Myanmar state media denies the allegations of army atrocities, reporting that civilians had been advised to flee a spate of arson attacks across the state.

In another series of videos, a number of bloated burnt out corpses are shown as they lie mutilated on the ground.

A February report by the UN's human rights agency found evidence of frequent human rights atrocities by the Myanmar armed forces, including extrajudicial executions, gang rape, torture and "inhuman" punishment.

The report concludes that religious discrimination and persecution is "endemic" throughout the state.

"The Burmese government has repeatedly shown that it has neither the interest nor the skill to credibly and impartially investigate abuses in Rakhine State," said Phil Robertson, deputy director of HRW's Asia division.

Thousands of Rohingya Muslims have fled Myanmar since the country's military sent hundreds of new troops to Rakhine state earlier this month.

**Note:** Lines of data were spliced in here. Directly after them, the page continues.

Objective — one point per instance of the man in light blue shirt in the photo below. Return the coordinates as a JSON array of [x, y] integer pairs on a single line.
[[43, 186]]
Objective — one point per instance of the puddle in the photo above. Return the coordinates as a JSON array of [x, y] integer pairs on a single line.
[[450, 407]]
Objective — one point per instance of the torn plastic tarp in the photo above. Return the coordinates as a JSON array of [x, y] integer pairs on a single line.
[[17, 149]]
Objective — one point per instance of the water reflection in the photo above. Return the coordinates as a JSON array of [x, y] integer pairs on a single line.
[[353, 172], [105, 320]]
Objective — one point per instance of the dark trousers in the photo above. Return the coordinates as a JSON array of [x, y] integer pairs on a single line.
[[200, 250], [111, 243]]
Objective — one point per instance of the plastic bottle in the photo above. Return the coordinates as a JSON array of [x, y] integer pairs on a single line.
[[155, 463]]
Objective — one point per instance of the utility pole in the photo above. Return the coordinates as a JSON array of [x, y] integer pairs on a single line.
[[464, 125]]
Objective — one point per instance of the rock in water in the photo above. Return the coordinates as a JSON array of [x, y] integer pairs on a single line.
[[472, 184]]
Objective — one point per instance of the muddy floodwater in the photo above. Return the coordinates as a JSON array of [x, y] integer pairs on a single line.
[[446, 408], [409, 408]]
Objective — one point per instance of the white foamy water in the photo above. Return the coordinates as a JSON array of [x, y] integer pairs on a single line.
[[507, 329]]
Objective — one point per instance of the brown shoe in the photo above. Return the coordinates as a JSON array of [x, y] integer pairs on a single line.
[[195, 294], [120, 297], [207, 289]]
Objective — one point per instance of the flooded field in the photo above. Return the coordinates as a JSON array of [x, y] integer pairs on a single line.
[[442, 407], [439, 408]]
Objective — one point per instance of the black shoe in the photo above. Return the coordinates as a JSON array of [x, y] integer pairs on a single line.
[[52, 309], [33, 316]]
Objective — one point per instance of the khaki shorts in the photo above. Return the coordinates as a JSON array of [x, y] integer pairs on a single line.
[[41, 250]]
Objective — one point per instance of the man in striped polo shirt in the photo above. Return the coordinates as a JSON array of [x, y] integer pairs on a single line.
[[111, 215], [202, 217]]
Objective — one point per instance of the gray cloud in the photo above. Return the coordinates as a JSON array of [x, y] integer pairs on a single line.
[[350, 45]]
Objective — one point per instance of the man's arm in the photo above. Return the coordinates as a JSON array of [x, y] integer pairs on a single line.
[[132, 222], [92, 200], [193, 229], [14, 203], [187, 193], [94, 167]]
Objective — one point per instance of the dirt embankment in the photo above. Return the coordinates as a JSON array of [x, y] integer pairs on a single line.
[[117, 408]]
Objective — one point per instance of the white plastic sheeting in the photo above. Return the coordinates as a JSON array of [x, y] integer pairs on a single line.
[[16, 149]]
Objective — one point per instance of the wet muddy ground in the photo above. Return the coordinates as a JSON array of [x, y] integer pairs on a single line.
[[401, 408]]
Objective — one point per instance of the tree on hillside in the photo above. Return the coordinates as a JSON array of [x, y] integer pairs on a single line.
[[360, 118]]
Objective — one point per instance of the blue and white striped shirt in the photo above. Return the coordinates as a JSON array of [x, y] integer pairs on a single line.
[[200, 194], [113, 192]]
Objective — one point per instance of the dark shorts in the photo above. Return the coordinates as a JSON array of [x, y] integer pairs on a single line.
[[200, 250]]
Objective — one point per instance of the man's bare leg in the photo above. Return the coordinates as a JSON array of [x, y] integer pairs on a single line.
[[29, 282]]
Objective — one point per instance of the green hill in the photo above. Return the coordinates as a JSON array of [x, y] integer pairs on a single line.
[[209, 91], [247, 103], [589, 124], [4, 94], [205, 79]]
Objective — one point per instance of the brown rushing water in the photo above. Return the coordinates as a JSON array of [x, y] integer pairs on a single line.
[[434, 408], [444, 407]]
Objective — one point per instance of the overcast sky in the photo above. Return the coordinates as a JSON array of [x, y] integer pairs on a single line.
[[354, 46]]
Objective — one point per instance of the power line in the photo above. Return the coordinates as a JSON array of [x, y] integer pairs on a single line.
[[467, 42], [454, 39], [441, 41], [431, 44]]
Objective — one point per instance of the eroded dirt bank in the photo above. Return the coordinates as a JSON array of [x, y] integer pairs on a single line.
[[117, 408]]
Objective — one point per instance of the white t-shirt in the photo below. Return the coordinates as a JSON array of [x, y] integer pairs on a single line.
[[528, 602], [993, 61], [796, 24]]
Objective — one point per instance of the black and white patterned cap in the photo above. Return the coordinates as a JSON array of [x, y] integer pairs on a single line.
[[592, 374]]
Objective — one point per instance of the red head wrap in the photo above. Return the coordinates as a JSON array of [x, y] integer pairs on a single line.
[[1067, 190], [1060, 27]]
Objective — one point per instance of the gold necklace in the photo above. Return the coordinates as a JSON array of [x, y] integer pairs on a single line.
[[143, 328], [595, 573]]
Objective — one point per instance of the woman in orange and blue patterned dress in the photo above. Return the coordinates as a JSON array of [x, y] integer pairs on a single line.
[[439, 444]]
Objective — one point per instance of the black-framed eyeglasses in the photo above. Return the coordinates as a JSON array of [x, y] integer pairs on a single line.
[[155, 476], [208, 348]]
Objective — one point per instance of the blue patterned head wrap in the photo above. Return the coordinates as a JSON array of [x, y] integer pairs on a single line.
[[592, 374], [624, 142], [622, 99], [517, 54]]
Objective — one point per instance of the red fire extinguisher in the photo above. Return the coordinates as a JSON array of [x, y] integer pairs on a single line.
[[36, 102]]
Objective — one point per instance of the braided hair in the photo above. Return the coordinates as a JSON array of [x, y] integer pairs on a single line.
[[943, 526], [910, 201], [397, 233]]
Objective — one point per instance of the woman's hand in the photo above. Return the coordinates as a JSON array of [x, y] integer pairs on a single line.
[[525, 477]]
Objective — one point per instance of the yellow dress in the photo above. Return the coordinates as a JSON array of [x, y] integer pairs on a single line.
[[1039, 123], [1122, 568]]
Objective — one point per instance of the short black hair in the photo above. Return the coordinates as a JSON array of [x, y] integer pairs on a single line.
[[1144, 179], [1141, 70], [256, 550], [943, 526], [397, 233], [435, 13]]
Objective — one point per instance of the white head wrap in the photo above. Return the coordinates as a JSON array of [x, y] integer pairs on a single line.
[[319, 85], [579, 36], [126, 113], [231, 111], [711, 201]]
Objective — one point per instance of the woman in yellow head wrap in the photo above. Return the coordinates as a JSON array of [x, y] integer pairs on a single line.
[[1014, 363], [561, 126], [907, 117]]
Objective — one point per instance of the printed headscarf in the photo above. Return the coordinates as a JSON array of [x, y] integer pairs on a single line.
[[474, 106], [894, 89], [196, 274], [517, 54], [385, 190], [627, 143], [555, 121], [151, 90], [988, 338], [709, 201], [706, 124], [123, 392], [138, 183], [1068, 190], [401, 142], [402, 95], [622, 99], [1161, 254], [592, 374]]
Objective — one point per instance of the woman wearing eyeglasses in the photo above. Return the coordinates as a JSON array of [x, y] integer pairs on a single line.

Rangoon has restricted aid workers and UN investigators from gaining access to the state and enforced a media blackout, in order to limit exposure of the army's actions.

Most Rohingya are denied citizenship and other rights the country's Buddhist majority enjoy, living in abject poverty with little access to aid.

A recent report, submitted to the UN, found that the Muslim population in Rakhine constituted the "single biggest stateless community in the world".

"Some ten percent of the world's stateless people live in Myanmar," the report said.